Of the 12 new members of Congress with ties to county government, seven served as recently as this year. In addition to Michelle Lujan Grisham (D-N.M.), Thomas Massie (R-Ky.) and Tom Rice (R-S.C.) (profiled above), they are:

  • Tulsi Gabbard (D), council member, Honolulu, consolidated city-county, 2nd Congressional District
  • Donald Payne Jr. (D), freeholder, Essex County, N.J., 10th Congressional District
  • Eric Swalwell (D), deputy district attorney, Alameda County, Calif., 15th Congressional District
  • Ami Bera, M.D. (D), chief medical officer, Sacramento County, Calif., 7th Congressional District     

Freshmen Facts

Gabbard, 31, is of Samoan descent and will be the first Hindu member of Congress. She volunteered for tours of duty with the Hawaii Army National Guard in Iraq and Kuwait. “She’ll work especially well across the aisle,” according to Stanley Chang, Gabbard’s City Council colleague and NACo board member. “She is a very hard worker, always well prepared, focused and extremely easy to work with.” She has been a member of NACo’s Next Generation Network.
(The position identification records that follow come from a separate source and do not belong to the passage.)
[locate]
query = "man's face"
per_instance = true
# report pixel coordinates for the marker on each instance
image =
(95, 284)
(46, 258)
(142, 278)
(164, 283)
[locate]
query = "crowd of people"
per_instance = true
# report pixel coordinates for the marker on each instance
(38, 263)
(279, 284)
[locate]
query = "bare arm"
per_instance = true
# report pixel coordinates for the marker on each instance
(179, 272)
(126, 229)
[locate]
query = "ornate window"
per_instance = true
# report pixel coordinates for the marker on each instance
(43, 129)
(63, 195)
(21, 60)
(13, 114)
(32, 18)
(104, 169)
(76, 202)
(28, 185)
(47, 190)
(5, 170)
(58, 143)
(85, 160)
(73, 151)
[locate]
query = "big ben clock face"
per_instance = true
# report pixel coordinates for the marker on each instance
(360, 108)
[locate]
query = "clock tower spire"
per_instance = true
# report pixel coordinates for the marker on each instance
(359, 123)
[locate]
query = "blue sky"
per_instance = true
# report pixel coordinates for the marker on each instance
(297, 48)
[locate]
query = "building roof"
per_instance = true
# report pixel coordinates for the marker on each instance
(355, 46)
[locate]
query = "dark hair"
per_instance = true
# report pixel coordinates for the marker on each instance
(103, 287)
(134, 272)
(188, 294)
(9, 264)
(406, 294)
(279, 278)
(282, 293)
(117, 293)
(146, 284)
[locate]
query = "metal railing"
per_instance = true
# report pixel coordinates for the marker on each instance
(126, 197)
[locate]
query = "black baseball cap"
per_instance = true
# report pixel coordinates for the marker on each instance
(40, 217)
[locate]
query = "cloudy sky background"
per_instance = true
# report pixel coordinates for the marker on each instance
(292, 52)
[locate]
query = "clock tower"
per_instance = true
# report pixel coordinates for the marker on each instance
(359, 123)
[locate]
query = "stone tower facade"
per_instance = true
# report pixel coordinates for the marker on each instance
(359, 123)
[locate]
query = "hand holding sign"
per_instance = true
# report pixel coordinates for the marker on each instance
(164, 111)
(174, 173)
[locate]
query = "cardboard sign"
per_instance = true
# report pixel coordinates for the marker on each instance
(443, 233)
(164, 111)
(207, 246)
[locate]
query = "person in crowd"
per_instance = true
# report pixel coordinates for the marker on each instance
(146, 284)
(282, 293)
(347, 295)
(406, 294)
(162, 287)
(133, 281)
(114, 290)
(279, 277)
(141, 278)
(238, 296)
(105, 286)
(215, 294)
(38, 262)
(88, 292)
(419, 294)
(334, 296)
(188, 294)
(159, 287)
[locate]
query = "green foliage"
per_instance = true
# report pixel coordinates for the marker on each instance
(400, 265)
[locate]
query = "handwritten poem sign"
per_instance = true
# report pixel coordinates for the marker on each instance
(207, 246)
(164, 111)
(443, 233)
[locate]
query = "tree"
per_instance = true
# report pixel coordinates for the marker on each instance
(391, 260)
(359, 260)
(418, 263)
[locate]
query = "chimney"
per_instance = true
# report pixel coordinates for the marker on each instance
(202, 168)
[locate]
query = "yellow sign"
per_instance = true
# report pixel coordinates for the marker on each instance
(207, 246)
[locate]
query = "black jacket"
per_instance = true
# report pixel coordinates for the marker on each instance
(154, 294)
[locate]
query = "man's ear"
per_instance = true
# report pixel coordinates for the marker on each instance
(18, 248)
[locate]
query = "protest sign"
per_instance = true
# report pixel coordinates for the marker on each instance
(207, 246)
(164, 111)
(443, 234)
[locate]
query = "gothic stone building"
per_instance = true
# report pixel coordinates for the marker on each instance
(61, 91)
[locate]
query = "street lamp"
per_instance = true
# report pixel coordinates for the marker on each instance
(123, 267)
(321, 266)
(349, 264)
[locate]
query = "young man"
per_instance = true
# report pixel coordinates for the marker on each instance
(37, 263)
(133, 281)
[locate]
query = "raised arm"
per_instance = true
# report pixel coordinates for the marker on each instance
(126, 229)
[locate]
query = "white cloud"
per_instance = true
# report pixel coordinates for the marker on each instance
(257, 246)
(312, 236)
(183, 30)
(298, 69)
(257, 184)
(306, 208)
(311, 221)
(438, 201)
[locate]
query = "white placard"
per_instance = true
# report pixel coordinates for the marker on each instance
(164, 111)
Payne, 53, was elected to fill the unexpired term of his late father, Rep. Donald Payne, who died in March, and the two-year term that begins in January. He served six years as a county freeholder and was also president of the city of Newark’s City Council.

Swalwell, 32, worked in Washington, D.C. from 2001–02 as an intern for Rep. Ellen Tauscher (D–Calif.). He caught the political bug via student government at the University of Maryland, College Park.

Bera, 47, is a physician. He challenged incumbent Rep. Dan Lungren (R–Calif.) in 2010 and lost by 7.9 percentage points. In this year’s rematch, votes were still being counted late last week, but Bera was leading 51.11 percent to 48.89 percent as of Nov. 16. Lungren, however, had yet to concede.

Other new members of Congress with recent county service are Chris Collins (R), Erie County, N.Y.’s county executive from 2008–11, and Dan Kildee (D), Genesee County, Mich.’s treasurer from 1998–2009.

Those with more distant county service are: Susan Brooks, former deputy mayor of Indianapolis, Marion County, 1998–99; Mark Pocan, a Dane County, Wis. supervisor from 1991–96; and Joyce Beatty, who was director of Health and Human Services for Montgomery County (Dayton), Ohio for 10 years early in her career, according to The Columbus Dispatch.